Schilling's shoulder injury came to light early in February 2008 when he disclosed on his blog that he and the team disagreed about the best way to treat it. He preferred surgery while the team wanted him to rehabilitate it in hopes of having him pitch that year.
Eventually, both sides agreed that surgery was best and he had it on June 23.
"I talked to him about a week ago," Dr. Craig Morgan, who performed the operation to repair his right biceps tendon and labrum, said Monday. "He said his shoulder felt fine. He's just enjoying being with his family. And the other thing he told me was he wasn't quite sure he wanted to put the time commitment and do four to six hours of exercises every day, which is what's required to come back to pitch."
Schilling was 9-8 with a 3.87 ERA in 2007 when he spent seven weeks on the disabled list with shoulder tendinitis. But he was 3-0 with a 3.00 ERA in the postseason.

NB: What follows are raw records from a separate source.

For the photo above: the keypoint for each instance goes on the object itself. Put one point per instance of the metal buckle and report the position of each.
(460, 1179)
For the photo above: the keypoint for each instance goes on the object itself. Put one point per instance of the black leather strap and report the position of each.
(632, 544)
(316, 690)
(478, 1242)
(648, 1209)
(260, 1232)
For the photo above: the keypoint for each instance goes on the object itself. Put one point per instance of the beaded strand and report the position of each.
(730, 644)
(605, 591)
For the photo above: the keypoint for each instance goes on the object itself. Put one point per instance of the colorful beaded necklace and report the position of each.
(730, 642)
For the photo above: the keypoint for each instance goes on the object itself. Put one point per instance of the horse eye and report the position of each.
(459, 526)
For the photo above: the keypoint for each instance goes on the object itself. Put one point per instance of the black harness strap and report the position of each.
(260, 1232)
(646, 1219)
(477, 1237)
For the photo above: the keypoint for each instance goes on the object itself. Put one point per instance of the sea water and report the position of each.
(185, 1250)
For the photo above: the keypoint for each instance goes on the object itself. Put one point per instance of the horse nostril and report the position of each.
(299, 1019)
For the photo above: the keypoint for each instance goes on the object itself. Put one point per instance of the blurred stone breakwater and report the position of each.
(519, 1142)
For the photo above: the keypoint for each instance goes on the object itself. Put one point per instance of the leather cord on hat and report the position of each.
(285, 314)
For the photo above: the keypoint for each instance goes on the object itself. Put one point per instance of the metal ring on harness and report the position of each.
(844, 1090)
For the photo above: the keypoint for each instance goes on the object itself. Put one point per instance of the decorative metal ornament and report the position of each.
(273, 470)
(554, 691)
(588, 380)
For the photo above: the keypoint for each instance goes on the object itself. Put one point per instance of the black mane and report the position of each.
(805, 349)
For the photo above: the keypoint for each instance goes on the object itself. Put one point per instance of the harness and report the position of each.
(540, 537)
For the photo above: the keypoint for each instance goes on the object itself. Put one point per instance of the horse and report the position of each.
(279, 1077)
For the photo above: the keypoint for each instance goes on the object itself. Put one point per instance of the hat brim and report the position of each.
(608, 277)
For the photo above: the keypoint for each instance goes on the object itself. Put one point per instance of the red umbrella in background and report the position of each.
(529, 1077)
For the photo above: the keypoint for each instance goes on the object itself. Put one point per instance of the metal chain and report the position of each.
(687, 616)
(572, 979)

"(He) never backed down from any challenge," Epstein said. "One of the things people didn't realize about Schill is that he was really motivated by fear. Fear of failure."
He wasn't afraid to express his opinions.
In July 2007, he said on HBO's "Costas Now" that the refusals of Barry Bonds and Mark McGwire to address speculation about steroids use are tantamount to admissions. Last September, he said during a radio appearance that former teammate Manny Ramirez "was always kind and nice for the most part, but he'd show up the next day and say, 'I'm through with this team, I want out now.'"
Now Schilling is out -- leaving behind a distinguished career and moving on to a life away from the spotlight.
"The game was here long before I was, and will be here long after I am gone," he wrote on his blog. "The only thing I hope I did was never put in question my love for the game, or my passion to be counted on when it mattered most. I did everything I could to win every time I was handed the ball."